When you have a lot of duplicate runtime strings, the BCL gives you two helpers to use the intern pool manually: string.Intern(s) and string.IsInterned(s). Both live on the static string class.

string.Intern(s) checks the pool for a string with the same content as s. If it's there, it returns the pool reference. If it isn't, it adds s to the pool and returns s itself. Either way, the returned reference is interned.

The original runtime variable was a separate heap object. string.Intern(runtime) returned the pool reference, which is the same object as literal. And runtime itself was not modified. The local variable still points at the unpooled copy. Interning doesn't reach into existing references and rewrite them; it gives you a new reference to the pool entry.

string.IsInterned(s) is the read-only check. It returns the pool reference if the string is already in the pool, or null if it isn't:

The literal "Cherry" was interned automatically when the program loaded. The runtime-built copy was not. After calling string.Intern(b), the pool now contains an entry with content "Cherry" (which is the same entry a already pointed at, deduplicated by content), so IsInterned(b) now returns a reference.

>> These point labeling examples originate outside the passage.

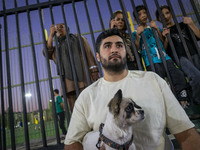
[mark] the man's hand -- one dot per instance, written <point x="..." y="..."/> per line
<point x="52" y="30"/>
<point x="188" y="20"/>
<point x="113" y="23"/>
<point x="153" y="25"/>
<point x="140" y="29"/>
<point x="165" y="32"/>
<point x="95" y="76"/>
<point x="102" y="147"/>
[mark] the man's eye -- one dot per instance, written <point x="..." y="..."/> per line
<point x="107" y="46"/>
<point x="119" y="45"/>
<point x="129" y="108"/>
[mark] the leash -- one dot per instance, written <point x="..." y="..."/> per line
<point x="110" y="143"/>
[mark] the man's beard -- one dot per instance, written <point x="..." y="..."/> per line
<point x="113" y="66"/>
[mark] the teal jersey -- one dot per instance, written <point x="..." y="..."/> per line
<point x="151" y="42"/>
<point x="58" y="107"/>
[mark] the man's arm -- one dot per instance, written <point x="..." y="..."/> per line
<point x="50" y="38"/>
<point x="189" y="139"/>
<point x="74" y="146"/>
<point x="190" y="23"/>
<point x="153" y="25"/>
<point x="140" y="29"/>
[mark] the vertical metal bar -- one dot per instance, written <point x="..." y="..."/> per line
<point x="144" y="39"/>
<point x="99" y="13"/>
<point x="2" y="98"/>
<point x="49" y="78"/>
<point x="130" y="34"/>
<point x="13" y="145"/>
<point x="36" y="79"/>
<point x="92" y="36"/>
<point x="109" y="7"/>
<point x="81" y="44"/>
<point x="195" y="10"/>
<point x="0" y="136"/>
<point x="159" y="48"/>
<point x="62" y="78"/>
<point x="26" y="131"/>
<point x="179" y="30"/>
<point x="171" y="44"/>
<point x="190" y="30"/>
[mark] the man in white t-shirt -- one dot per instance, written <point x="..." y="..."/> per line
<point x="147" y="89"/>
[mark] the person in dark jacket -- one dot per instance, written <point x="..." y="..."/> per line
<point x="66" y="70"/>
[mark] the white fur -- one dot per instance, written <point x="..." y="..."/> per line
<point x="111" y="131"/>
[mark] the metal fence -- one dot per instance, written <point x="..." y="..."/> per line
<point x="23" y="69"/>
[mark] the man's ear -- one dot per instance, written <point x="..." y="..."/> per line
<point x="98" y="57"/>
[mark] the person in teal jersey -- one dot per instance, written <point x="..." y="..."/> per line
<point x="177" y="76"/>
<point x="60" y="112"/>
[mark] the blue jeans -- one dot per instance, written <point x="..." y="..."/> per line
<point x="193" y="75"/>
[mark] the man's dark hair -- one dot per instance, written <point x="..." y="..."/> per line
<point x="106" y="34"/>
<point x="56" y="91"/>
<point x="137" y="9"/>
<point x="114" y="15"/>
<point x="161" y="7"/>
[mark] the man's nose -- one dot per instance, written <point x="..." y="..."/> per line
<point x="114" y="49"/>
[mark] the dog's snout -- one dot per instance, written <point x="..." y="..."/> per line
<point x="141" y="112"/>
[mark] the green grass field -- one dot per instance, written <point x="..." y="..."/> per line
<point x="34" y="133"/>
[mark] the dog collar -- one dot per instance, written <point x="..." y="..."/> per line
<point x="110" y="143"/>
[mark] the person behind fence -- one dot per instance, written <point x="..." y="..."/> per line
<point x="177" y="76"/>
<point x="66" y="69"/>
<point x="60" y="111"/>
<point x="192" y="70"/>
<point x="117" y="21"/>
<point x="159" y="103"/>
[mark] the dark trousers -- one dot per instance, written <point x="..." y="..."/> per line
<point x="177" y="76"/>
<point x="61" y="119"/>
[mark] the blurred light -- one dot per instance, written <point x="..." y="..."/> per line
<point x="28" y="94"/>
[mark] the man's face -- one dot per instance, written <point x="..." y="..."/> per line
<point x="142" y="14"/>
<point x="167" y="15"/>
<point x="112" y="54"/>
<point x="119" y="19"/>
<point x="60" y="30"/>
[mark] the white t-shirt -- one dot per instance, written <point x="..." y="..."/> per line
<point x="149" y="91"/>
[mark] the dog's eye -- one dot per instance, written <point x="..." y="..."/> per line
<point x="129" y="108"/>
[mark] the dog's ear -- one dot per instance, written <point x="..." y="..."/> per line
<point x="114" y="104"/>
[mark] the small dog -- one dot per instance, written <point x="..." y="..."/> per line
<point x="117" y="131"/>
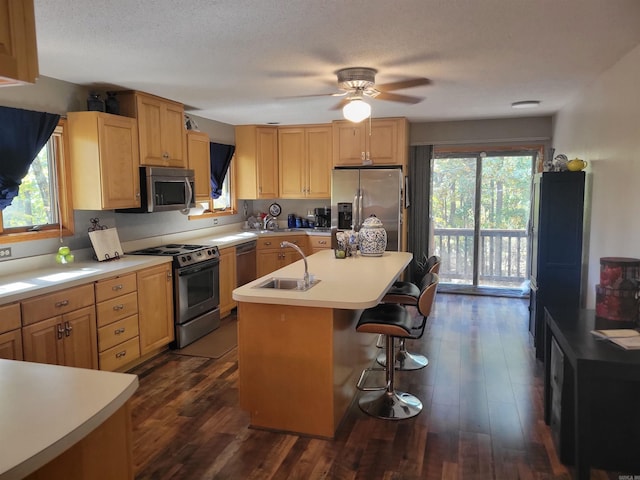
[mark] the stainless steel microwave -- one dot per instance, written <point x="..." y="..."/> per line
<point x="163" y="189"/>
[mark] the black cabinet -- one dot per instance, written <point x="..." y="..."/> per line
<point x="556" y="247"/>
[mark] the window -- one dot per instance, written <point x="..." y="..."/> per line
<point x="42" y="208"/>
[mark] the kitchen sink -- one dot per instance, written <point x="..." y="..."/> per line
<point x="286" y="284"/>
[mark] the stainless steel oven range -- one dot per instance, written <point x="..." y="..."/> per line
<point x="196" y="290"/>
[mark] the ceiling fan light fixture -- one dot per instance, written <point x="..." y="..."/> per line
<point x="356" y="110"/>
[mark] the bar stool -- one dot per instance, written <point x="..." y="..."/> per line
<point x="391" y="320"/>
<point x="408" y="294"/>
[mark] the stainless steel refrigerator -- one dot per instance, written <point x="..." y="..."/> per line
<point x="357" y="193"/>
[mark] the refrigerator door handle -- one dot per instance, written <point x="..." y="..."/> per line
<point x="356" y="210"/>
<point x="360" y="220"/>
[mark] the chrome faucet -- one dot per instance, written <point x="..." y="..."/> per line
<point x="307" y="283"/>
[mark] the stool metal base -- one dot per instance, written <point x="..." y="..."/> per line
<point x="405" y="360"/>
<point x="390" y="405"/>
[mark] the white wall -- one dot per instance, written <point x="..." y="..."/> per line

Consider a program that reads ten thousand product reviews from a file, each with a brand name. Most brands repeat. Without interning, every duplicate is a separate heap allocation:

All three checks come back True because string.Intern collapsed every duplicate to the same pool reference. The list of seven brand names now points to only three distinct heap objects ("Apple", "Samsung", "Sony") instead of seven. For a few items the savings are tiny. For a feed of ten million reviews where only a few hundred brands ever appear, the difference between a few hundred strings and ten million strings is large.

When to Use Manual Interning, and When Not To

Interning is not free. The pool itself takes memory, and pool entries are special: they live for the lifetime of the application domain and are never garbage collected. That's the trade-off. You save memory on duplicates, but you can't reclaim the memory of a pooled string when you stop using it.

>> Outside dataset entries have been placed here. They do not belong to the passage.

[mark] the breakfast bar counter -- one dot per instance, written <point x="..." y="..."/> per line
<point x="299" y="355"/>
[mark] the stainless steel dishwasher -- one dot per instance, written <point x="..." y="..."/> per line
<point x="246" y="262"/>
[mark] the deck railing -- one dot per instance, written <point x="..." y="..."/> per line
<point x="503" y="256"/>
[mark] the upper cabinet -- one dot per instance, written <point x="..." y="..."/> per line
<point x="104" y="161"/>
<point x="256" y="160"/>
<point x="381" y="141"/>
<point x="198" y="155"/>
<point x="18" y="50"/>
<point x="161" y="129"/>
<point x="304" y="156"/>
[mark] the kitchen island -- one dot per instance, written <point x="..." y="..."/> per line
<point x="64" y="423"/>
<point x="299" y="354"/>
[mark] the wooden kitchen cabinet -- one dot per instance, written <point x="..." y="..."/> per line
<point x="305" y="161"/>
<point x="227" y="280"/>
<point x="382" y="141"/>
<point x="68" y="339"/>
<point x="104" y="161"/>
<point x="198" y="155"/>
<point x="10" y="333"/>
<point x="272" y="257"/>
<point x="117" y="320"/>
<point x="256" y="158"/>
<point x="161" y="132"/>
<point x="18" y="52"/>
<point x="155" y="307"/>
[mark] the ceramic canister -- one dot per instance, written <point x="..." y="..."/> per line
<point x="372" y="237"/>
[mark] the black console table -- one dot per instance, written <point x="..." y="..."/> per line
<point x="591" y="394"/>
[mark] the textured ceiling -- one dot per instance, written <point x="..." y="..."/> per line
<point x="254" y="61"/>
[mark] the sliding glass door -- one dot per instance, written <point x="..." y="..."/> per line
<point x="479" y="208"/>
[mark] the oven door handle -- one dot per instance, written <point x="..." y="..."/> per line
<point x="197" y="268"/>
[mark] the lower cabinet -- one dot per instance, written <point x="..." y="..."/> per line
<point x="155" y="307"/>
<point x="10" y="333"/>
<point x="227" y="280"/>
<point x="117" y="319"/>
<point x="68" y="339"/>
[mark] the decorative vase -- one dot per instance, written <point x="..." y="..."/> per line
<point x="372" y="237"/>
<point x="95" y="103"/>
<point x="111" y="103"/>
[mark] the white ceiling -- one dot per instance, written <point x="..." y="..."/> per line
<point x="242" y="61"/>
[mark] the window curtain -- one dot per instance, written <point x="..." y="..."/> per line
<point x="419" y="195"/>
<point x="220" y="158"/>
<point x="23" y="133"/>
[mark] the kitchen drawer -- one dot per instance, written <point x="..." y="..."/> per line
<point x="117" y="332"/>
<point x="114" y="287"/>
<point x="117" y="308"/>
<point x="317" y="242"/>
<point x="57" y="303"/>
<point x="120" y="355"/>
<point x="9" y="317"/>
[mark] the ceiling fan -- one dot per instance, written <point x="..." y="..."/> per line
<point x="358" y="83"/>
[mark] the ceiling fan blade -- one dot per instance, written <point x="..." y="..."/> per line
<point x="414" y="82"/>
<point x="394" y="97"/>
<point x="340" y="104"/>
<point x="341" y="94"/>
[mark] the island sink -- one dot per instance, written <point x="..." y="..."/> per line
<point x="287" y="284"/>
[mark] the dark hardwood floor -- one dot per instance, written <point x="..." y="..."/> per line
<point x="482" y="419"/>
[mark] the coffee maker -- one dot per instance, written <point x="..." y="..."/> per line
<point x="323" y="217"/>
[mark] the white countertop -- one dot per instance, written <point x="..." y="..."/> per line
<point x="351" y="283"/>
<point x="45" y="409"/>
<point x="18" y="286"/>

SituationShould you intern?
Many duplicates of a small known set (brands, statuses, country codes)Yes, big win
Unique values per item (user IDs, order IDs, timestamps)No, you'd flood the pool
Short-lived strings used once and thrown awayNo, the pool keeps them alive forever
Strings used as dictionary keys with Equals comparisonUsually no, Equals is fine
Hot path comparing the same set of strings millions of timesYes, ReferenceEquals becomes a single pointer compare

Treat interning as a targeted optimization. The common case is to not call string.Intern at all and let the CLR handle literals on its own. When you're loading a large dataset with known repeated values, that's the moment to consider it.

Pooled strings are not garbage collected for the life of the app. Interning a million distinct strings is a memory leak that grows over time. Only intern when the set of distinct values is small and stable.